The fief of Hamada had rice yields of only 55,400 Koku (石), yet the feudal lord of Hamada, Matsudaira Suohnokami Yasuto (松平周防守康任), spent a great deal of money in his quest to become a Shuza Rouju (首座老中: leading elder) in the Shogunate (Bakuhu). This left Hamada in financial hardship, which led Okada Tanomo to tacitly allow Hachiemon to engage in his illegal, yet profitable, contraband trade, even though they knew it to be against the Shogunate's policy of isolationism or sakoku (鎖国).

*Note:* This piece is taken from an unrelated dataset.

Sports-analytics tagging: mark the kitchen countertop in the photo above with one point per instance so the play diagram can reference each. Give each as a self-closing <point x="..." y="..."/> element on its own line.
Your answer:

The feudal lord of Hamada, Matsudaira Yasuto(松平康任), started his political career as an Usher between the Daimyo and Shogunate in 1812, and in 1834, became a highest-ranking Samurai of the Shogunate, Shuza Rouju (首座老中: leading elder). He was involved in the "Sengoku Incident" (仙石一件), which was a fued with his relatives in Feudal Izushi. Because of that incident and the contraband incident, his political rival, Ohkubo Kaganomori Tadazane (大久保加賀守忠眞), and others held Yasuto responsible and had him resign from the Rouju in 1936 and confine himself up in his home until he died in 1841. Another rival was Mizuno Tadakuni (水野忠邦), who became a leading politician and who instituted the famous Tenpo Economic Reforms (天保の改革).